“He just got me,” my daughter told me, sobbing, after our dog (McKinnley), a Miniature American Eskimo of sixteen years, passed away this past Summer. Little did I understand the therapeutic value our old family member had in the dynamics of our family until after he was gone. His aging old bones and slow-moving posture did not keep him from being a very integral part of each of my teens’ center point of gravity and wholeness at this key time in their lives. He was indeed good therapy for them.
For my daughter, she felt that McKinnley understood her and knew when she was down and needed him by her side. My youngest son loved to lay on the floor by him and cuddle. My middle son was attached to him like a brother. He would take him to bed with him at night and after his passing, revealed to me that he would sit and just talk to him when he felt like no one else would listen. For my eldest son, he was a life long companion that he had always known. They never knew life without him.
Animals all over the world play these same roles in the lives of others, especially dogs.

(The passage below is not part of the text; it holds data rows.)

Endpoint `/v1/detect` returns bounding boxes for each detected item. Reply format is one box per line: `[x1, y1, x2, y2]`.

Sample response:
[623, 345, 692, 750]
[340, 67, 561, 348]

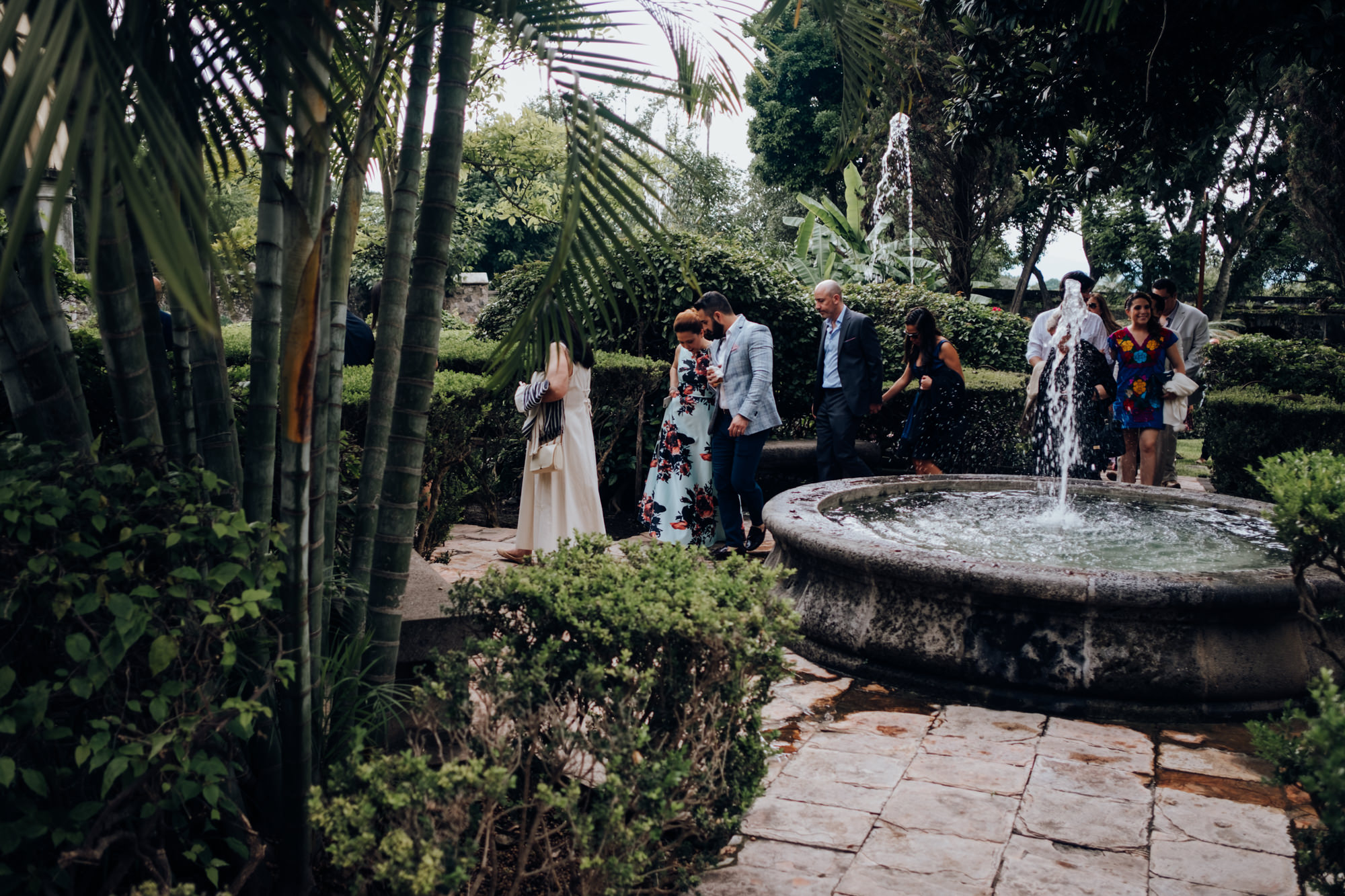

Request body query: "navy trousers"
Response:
[710, 410, 771, 548]
[816, 389, 873, 482]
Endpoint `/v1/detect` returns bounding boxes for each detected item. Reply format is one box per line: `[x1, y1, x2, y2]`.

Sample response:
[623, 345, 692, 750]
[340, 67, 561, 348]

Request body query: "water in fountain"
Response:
[870, 112, 916, 282]
[1040, 280, 1088, 528]
[823, 489, 1289, 573]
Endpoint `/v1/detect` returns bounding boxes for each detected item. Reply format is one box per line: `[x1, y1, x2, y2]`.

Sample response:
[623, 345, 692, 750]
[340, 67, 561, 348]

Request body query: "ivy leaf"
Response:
[19, 768, 47, 797]
[66, 631, 93, 663]
[149, 635, 178, 672]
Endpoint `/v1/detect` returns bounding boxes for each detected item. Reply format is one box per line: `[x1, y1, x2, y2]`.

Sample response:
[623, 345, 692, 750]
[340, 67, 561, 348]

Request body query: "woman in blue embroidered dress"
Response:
[640, 311, 724, 546]
[1107, 292, 1186, 486]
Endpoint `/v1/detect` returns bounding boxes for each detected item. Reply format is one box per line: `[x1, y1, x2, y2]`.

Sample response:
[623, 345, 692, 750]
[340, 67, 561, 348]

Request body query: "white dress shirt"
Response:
[822, 305, 845, 389]
[1024, 308, 1115, 364]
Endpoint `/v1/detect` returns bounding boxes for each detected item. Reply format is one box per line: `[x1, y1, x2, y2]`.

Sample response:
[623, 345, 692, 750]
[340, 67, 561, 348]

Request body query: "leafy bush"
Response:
[1205, 333, 1345, 402]
[1247, 669, 1345, 896]
[845, 281, 1032, 379]
[1197, 389, 1345, 501]
[859, 367, 1030, 474]
[311, 538, 794, 895]
[0, 437, 288, 893]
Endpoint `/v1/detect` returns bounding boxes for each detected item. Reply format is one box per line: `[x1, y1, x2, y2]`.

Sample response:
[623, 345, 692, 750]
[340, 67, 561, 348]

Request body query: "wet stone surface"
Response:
[432, 526, 1319, 896]
[697, 648, 1318, 896]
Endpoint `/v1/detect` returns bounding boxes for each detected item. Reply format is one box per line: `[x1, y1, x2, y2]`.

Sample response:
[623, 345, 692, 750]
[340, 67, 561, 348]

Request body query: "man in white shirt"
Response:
[1150, 277, 1209, 489]
[1024, 270, 1115, 367]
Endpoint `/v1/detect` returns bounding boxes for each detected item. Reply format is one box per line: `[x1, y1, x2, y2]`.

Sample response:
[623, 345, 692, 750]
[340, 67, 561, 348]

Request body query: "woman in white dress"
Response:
[499, 335, 607, 563]
[640, 311, 724, 548]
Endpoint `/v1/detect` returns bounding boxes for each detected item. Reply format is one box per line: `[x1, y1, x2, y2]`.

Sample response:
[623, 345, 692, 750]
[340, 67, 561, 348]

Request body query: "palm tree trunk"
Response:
[243, 47, 289, 521]
[126, 219, 186, 464]
[78, 153, 163, 445]
[369, 7, 476, 681]
[1009, 202, 1060, 315]
[5, 180, 93, 450]
[343, 0, 437, 634]
[0, 265, 90, 451]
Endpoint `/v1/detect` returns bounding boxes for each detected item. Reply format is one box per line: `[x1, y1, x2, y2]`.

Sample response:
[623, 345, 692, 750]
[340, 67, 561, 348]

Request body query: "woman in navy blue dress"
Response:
[882, 308, 967, 475]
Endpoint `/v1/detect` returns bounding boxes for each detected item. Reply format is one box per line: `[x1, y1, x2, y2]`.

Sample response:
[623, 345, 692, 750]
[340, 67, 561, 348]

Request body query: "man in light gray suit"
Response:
[691, 292, 780, 560]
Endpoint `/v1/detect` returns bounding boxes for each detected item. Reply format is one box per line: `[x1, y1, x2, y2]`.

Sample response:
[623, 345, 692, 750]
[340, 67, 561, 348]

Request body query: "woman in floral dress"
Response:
[640, 311, 724, 546]
[1107, 292, 1186, 486]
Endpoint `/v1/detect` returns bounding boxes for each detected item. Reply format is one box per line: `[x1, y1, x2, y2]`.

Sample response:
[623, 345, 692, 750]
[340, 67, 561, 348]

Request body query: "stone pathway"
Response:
[699, 655, 1318, 896]
[430, 519, 1319, 896]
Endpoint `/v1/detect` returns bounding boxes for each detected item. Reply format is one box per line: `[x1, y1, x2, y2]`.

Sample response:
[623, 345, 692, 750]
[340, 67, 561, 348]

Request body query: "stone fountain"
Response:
[765, 475, 1345, 720]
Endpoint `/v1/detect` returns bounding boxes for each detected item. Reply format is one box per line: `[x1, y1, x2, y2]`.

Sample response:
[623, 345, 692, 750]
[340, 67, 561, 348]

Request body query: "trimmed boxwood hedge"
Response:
[1204, 333, 1345, 401]
[1200, 384, 1345, 501]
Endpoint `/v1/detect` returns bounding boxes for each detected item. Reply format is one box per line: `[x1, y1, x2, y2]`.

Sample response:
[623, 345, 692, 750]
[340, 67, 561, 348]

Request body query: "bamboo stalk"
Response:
[243, 46, 289, 521]
[369, 7, 476, 681]
[343, 0, 438, 634]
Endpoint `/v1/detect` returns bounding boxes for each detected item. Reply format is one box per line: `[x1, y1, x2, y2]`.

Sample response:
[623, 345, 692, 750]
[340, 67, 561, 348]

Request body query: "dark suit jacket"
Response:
[814, 307, 882, 417]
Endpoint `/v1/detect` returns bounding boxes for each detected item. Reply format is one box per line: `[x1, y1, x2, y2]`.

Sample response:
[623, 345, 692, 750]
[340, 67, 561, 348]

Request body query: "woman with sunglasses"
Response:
[1084, 292, 1120, 339]
[882, 308, 967, 475]
[1108, 292, 1186, 486]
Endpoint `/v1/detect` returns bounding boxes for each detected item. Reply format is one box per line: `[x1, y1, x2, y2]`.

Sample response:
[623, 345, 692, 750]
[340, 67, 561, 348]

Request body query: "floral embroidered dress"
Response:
[1107, 327, 1177, 429]
[640, 345, 724, 546]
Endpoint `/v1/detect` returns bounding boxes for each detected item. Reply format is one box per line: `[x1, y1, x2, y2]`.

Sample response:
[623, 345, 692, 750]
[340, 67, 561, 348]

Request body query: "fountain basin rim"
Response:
[764, 474, 1345, 610]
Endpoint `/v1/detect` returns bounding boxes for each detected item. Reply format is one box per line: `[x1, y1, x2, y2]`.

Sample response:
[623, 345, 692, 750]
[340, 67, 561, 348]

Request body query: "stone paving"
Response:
[699, 655, 1319, 896]
[432, 526, 1319, 896]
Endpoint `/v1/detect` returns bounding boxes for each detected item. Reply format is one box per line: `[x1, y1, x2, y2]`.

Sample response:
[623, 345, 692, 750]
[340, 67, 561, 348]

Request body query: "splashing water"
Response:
[872, 112, 916, 284]
[1041, 280, 1088, 516]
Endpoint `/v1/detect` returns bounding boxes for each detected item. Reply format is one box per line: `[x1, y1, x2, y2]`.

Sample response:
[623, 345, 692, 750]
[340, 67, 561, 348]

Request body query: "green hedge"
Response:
[1200, 387, 1345, 501]
[845, 281, 1032, 379]
[1204, 333, 1345, 401]
[861, 370, 1030, 474]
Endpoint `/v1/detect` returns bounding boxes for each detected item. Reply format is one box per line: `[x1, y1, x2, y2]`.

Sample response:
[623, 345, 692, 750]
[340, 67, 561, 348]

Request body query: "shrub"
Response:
[1247, 669, 1345, 896]
[845, 281, 1032, 379]
[861, 367, 1030, 474]
[1197, 389, 1345, 501]
[1204, 333, 1345, 402]
[0, 437, 288, 893]
[312, 538, 794, 893]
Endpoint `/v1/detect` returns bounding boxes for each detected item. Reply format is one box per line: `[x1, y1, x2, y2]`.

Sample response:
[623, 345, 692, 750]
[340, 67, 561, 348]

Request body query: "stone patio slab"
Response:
[933, 706, 1046, 740]
[783, 743, 907, 791]
[1028, 756, 1153, 803]
[835, 856, 990, 896]
[1149, 840, 1298, 896]
[882, 780, 1018, 844]
[921, 729, 1038, 766]
[907, 752, 1032, 795]
[1158, 744, 1275, 782]
[738, 840, 854, 880]
[742, 797, 874, 852]
[771, 771, 890, 815]
[1046, 717, 1154, 754]
[1037, 719, 1154, 775]
[1014, 787, 1151, 849]
[995, 834, 1149, 896]
[847, 823, 1003, 885]
[695, 865, 841, 896]
[808, 731, 920, 763]
[1154, 787, 1295, 857]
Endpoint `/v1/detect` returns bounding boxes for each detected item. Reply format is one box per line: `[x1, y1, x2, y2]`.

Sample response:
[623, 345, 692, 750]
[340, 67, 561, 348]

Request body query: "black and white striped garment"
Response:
[522, 379, 565, 445]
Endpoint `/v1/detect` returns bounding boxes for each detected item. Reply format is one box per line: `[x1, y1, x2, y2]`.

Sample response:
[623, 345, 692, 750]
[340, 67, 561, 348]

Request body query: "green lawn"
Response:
[1177, 438, 1209, 477]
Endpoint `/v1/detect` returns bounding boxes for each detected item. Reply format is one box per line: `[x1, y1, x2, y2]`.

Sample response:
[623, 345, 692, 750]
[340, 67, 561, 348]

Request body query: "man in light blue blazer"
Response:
[693, 292, 780, 560]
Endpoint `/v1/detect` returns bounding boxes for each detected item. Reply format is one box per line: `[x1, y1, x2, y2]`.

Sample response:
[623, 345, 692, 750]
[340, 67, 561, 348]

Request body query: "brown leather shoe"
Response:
[495, 548, 533, 564]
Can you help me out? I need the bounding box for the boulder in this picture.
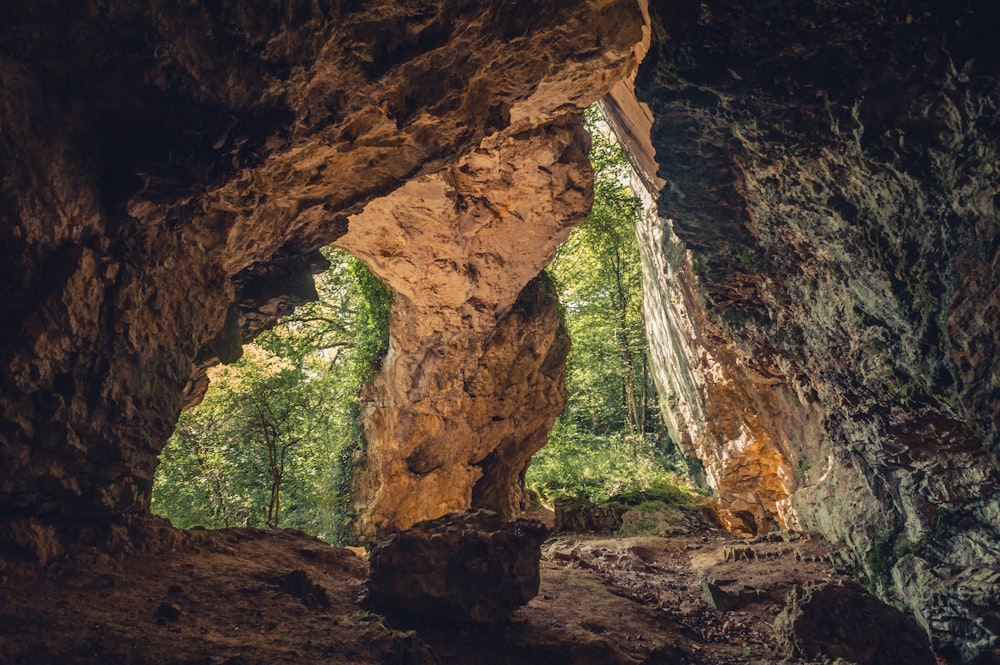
[774,582,936,665]
[365,510,548,624]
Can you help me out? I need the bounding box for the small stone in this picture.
[156,603,181,623]
[365,510,548,624]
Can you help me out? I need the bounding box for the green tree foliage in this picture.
[527,108,677,500]
[152,246,391,542]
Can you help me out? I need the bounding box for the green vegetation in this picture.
[152,246,391,543]
[527,109,683,502]
[152,102,692,544]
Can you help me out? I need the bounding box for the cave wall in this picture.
[0,0,648,545]
[624,0,1000,662]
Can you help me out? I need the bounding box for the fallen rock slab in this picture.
[365,510,548,624]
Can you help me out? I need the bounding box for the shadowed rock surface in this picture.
[0,0,648,541]
[774,581,936,665]
[365,510,549,624]
[605,0,1000,662]
[0,0,1000,663]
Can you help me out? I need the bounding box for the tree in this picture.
[528,107,674,498]
[152,250,391,542]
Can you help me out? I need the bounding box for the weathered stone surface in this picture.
[365,510,548,624]
[610,0,1000,662]
[774,582,936,665]
[0,0,644,519]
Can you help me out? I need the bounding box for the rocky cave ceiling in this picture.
[0,0,1000,662]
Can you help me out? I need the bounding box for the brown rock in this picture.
[365,510,548,624]
[0,0,645,528]
[774,582,936,665]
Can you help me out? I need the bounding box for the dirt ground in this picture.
[0,512,868,665]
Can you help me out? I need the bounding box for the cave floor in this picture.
[0,512,860,665]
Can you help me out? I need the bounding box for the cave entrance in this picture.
[526,104,688,520]
[152,249,391,543]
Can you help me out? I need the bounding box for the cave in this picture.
[0,0,1000,663]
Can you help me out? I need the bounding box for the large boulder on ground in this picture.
[365,510,548,624]
[774,581,936,665]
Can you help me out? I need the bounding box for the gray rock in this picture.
[774,582,936,665]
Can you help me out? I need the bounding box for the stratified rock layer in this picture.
[0,0,643,540]
[624,0,1000,662]
[365,510,549,624]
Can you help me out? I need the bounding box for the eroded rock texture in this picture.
[0,0,643,540]
[365,510,549,625]
[620,0,1000,662]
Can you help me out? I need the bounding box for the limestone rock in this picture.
[0,0,648,535]
[606,1,1000,662]
[774,582,936,665]
[365,510,548,624]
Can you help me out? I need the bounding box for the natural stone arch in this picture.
[0,0,644,544]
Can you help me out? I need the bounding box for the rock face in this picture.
[607,0,1000,662]
[365,510,548,624]
[0,0,648,540]
[774,582,936,665]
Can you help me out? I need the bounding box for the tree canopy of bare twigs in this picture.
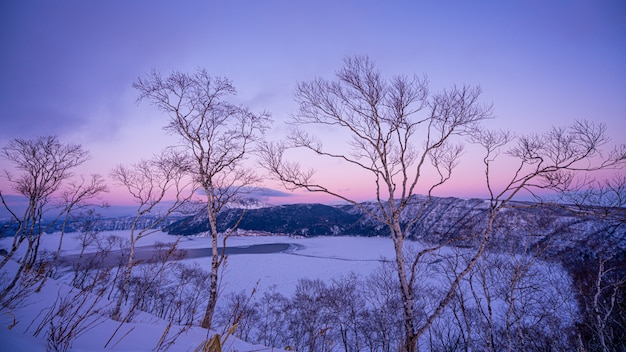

Whether as seeing eye dogs, a comfort to a dying child, a playful companion to a toddler, or company for a widow, dogs have a keen sense of awareness to man and offer a therapeutic healing buffer to whatever we are going through.
Studies done in teens have shown that when they are given opportunities to put time and work into caring for animals, it actually relieves depression and anxiety while calming them and relieving stress as well. These same teens are found to have an increased motivation in life including those that have difficulty focusing. Other benefits of animal therapy include learning compassion, leadership and communication skills and even gaining self-confidence. (Resource article; Animal Assisted Therapy Proves Successful With Troubled Teens)
The best part of looking for an animal to be a recipient of this important kind of therapy, that could even be life-saving, is that we get to choose what kind of animal we want and need. It’s that easy. There are millions of dogs and cats in shelters all over the country that need us as much as we need them. The Humane Society takes great pride in adopting these furry, friendly creatures out to loving families. If dogs and cats aren’t your cup of tea, consider, birds, turtles, fish and/or horses. For the reptile lover, there are snakes or lizards to dote over. Any animal can be therapy if you put your heart into them. Whatever your taste, there is an animal for you.
We have since adopted a new dog to bring healing to our family. Her name is Swiss and she is a three-year old Lab-Shepherd Mix. I recently asked my daughter when she was nestled under a blanket watching a movie with Swiss curled right up next to her, does she get you? She grinned and replied, “Yes mom, she gets me.”